His second wife was Bland Thompson, to whom was born one daughter, M. Bland, (now Mrs. S. H. Dedeaux). Ritchie T. married Lucia Shakleford of Rome, Georgia, who survives him. E. Morris marrried (sic) Jane Harrison of Florence, Rankin County, Miss., in 1898. Two sons were born to this union, John Morris of Gatun, Canal Zone, and Harris H. of Huston (sic), Texas.
FRANK F . FARRELL
(Extract from "History of Harrison County, Mississippi", written by John H. Lang, published by Dixie Press, 1935, page 148)
Frank F. Farrell, son of Martin Farrell and Ellen Carmody, both of Ireland, was born in Pass Christian in 1881. He is one of ten children, all residents of Pass Christian, where the family is largely connected, there being no less than 24 family connections, many of! direct descent, others by marriage.
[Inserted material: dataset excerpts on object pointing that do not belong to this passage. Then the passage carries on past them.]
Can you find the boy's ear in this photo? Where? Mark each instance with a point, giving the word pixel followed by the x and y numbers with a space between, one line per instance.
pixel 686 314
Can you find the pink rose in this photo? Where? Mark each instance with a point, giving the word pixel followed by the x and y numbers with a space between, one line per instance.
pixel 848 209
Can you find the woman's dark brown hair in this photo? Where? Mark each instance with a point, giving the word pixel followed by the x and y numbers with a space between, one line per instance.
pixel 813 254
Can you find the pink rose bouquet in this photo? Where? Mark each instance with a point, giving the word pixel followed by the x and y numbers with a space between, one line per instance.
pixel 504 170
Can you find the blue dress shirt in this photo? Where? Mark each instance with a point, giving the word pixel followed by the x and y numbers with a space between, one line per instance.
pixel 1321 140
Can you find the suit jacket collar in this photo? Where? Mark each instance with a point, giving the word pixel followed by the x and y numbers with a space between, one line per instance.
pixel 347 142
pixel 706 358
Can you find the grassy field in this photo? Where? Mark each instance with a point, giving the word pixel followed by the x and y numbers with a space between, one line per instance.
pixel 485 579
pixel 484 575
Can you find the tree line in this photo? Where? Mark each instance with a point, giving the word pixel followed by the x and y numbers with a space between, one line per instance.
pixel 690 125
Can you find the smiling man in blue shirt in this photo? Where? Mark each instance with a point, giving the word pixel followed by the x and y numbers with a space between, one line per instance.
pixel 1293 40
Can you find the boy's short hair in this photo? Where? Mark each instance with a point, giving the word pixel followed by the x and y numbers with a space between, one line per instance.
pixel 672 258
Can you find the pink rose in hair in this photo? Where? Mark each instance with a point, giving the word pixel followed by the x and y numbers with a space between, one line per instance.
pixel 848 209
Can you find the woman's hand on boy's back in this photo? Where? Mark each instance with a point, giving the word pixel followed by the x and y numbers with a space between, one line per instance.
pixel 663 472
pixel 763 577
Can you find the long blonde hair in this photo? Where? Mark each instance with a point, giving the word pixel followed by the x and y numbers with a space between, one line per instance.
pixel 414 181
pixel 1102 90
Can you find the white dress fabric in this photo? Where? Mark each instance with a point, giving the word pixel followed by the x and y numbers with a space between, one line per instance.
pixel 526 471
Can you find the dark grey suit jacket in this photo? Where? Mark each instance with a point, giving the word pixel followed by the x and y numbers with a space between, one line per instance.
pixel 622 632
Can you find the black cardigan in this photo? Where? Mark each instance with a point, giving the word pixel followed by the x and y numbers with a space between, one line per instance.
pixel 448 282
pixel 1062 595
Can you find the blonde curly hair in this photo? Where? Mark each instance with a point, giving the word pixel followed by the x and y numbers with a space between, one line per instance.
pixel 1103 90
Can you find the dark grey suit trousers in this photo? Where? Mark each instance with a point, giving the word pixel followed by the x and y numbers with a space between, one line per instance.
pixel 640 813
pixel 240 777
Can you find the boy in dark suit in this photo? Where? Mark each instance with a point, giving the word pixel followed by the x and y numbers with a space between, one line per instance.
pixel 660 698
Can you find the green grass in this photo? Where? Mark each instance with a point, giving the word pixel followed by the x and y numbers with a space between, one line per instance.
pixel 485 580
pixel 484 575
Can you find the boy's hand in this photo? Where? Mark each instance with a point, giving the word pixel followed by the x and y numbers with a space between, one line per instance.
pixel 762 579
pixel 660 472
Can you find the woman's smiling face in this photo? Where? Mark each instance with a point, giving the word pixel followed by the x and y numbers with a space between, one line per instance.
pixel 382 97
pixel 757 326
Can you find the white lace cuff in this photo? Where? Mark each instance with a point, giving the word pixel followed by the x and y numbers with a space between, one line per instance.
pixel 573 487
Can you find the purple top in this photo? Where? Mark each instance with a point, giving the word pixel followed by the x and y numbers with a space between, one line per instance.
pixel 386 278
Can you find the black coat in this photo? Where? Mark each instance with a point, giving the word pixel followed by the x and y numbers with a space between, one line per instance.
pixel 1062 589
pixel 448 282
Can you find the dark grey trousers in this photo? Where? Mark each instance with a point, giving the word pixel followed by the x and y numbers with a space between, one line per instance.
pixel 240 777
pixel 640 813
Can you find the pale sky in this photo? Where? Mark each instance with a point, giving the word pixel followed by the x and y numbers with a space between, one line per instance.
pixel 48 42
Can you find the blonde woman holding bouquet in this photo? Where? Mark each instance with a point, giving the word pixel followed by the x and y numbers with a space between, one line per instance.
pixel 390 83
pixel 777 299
Frank, as he is familiarly called, operates a family grocery store on the corner of Front and Market Streets in Pass Christian and owns all the property on that corner.
He is a quiet, uassuming (sic) man, is married, his wife being the former Miss Bernadine Graver of Rolling Green, Mo.- They have no children.
MARTIN FARRELL, SR.
(Extract from "History of Harrison County, Mississippi", written by John H. Lang, published by Dixie Press, 1935, page 148)
Was born in West Meade, Irleand (sic) in 1840 and came to America in 1856, finally settling in Pass Christian, 1865.
He married Miss Ellen Carmody of County Claire, Ireland, at Rutland, Vermont, in 1864. From .this union there were 10 children and 33 grandchildren.
He continued his residence in Pass Christian where he was a solid, substantial citizen until his death, November 23rd, 1905. His wife died July 6th, 1923.
His children are all citizens of Pass Christian and are worthy, substantial people now being connected through marriage, with I think 24 of the various families of the city.